# Loss of appetite



## VDAL (Mar 3, 2011)

I've got 7 months old female.She was never picky about food.Food was always disappearing from the bowl in seconds.She is on Purina Pro Plan LBP.We never had a problem with it:Her coat was nice,no itching,shiny,her body nice just right and stool firm and in right color.She's very energetic sometimes I would say to much  but 2 weeks ago She start being picky.Before I had to teach her command "leave it" first cause She will not let me put food in the bowl.Now She can stare at me and I can repeat few times "take it" and She will go whenever She wants.Right now I've put food in her bowl 20 minutes ago and She still didn't touch it 
I'm thinking about two option now: First going to store and trying different food(ex.Blue Buffalo) if this doesn't work going to vet and check for parasites or something.
Can you guys tell me what else I can think off??


----------



## zyppi (Jun 2, 2006)

I don't think it's unusual for a GSD to be a picky eater, but that doesn't mean you should search out what "tastes" good to her.

Instead, I'd research foods and buy the best you can afford. If she has not allergies etc... stick with it and she'll eat it. 

I do admit that sometimes I add a tidbit - like a bit of boiled egg or a sardine to jump start the appetite.

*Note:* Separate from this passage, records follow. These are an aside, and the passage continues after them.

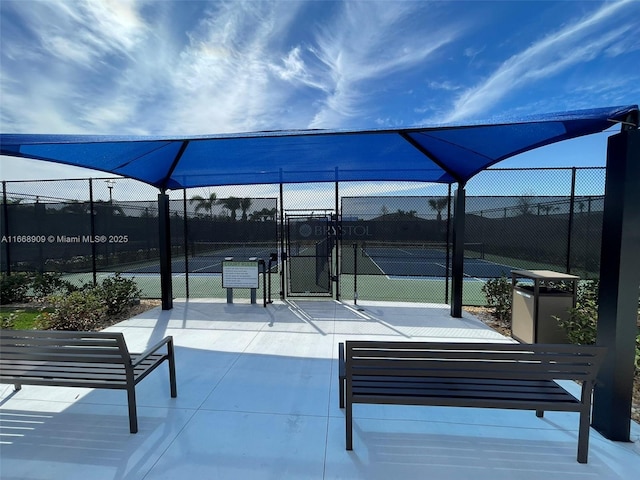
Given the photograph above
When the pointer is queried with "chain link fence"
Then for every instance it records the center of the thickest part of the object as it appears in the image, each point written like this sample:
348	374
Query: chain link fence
383	241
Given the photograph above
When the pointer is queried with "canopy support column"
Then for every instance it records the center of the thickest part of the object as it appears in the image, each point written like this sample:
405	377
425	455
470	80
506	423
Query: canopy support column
457	264
164	245
618	292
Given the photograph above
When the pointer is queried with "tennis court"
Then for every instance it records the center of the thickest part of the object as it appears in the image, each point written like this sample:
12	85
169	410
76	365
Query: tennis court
410	259
207	257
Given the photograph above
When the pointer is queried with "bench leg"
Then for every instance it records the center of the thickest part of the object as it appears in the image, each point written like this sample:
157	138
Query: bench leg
341	375
348	420
172	370
133	415
583	436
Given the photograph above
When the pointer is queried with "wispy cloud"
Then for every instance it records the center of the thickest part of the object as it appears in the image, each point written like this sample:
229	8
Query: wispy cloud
605	32
367	42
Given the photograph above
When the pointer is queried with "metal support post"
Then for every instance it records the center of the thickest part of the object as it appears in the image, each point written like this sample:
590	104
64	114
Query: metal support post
618	290
165	251
457	265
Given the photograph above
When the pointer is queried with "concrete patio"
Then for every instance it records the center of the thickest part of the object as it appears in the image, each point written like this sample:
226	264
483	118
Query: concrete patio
257	398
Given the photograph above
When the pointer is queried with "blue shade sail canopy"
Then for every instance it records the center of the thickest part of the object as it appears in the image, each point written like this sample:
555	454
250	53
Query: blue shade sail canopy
442	154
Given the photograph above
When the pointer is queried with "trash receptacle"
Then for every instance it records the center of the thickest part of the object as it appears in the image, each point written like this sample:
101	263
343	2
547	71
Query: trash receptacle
537	301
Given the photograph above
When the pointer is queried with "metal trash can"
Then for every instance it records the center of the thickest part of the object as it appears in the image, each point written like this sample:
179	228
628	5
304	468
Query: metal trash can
535	303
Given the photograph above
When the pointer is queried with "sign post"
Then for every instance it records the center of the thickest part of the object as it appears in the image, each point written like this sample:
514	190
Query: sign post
239	275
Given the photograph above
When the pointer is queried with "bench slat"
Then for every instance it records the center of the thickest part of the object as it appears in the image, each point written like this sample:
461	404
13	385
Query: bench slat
81	359
510	376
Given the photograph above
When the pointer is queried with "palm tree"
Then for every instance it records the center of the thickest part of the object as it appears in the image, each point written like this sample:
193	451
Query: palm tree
205	204
232	204
438	205
245	204
548	208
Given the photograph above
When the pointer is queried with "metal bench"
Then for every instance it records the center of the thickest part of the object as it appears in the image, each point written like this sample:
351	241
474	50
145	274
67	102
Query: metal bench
81	359
496	375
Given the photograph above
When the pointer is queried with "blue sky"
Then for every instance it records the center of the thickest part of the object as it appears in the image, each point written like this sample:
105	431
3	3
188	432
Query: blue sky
185	67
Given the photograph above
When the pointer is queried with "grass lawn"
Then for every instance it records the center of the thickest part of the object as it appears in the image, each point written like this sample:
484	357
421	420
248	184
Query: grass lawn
24	317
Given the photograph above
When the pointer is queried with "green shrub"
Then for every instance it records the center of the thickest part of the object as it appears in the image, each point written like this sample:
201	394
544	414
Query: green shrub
14	287
82	310
581	324
46	284
8	322
498	293
118	294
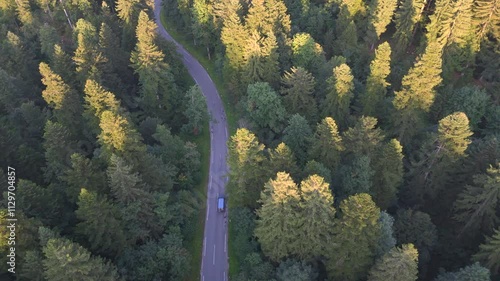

In the summer months my dogs eat less.


----------



## VDAL (Mar 3, 2011)

I know that this might sound funny but We gave her few times raw chicken breast so I thought that She figure it out different "flavors" then dry food so She probably think why I should eat it when they can give me some other, better stuff 
When I give her Kong filled with cherios, baby carrots(she loves these),treats,yogurt She would it fast.I'm not giving her to often so she doesn't get used to.


----------



## vhowell7 (Jul 4, 2011)

my dog is doing the same thing..used to scarf her food down, now she just sniffs it and walks away. If I add chicken she will just pick out the little chicken bits and leave the dry food behind. I have tried adding beef broth from food I made, and that helps a little....she is pretty scrawny anyways, and now she wont eat. No worms, she has been dewormed....


----------



## mnbue (Aug 18, 2011)

We had the same problem with our guy at one point. When we got him home from the breeder, he wouldn't eat with much enthusiasm, and it lasted a lot longer than we expected. After about a week, I started to worry he wasn't getting enough, and contacted the breeder. He suggested that he might have been expected to be "off his food" for a bit, but that now we were creating the problem ourselves by trying to coax him to eat. He suggested putting the food down, then taking it away 5 min later, not to be returned until the next meal time. Although I felt more than a little mean (and worried that I'd end up starving my own pup), I did this for about a day and a half, and finally he started chowing down with purpose, as soon as I gave him his food (and permission, of course!). Best advice I'd ever gotten...

Of course that's all assuming you're sure she's just being fussy. If you haven't been pandering to her by mixing in extras, that might not be the case...and I'd rule out illness etc if that seems a possibility.


----------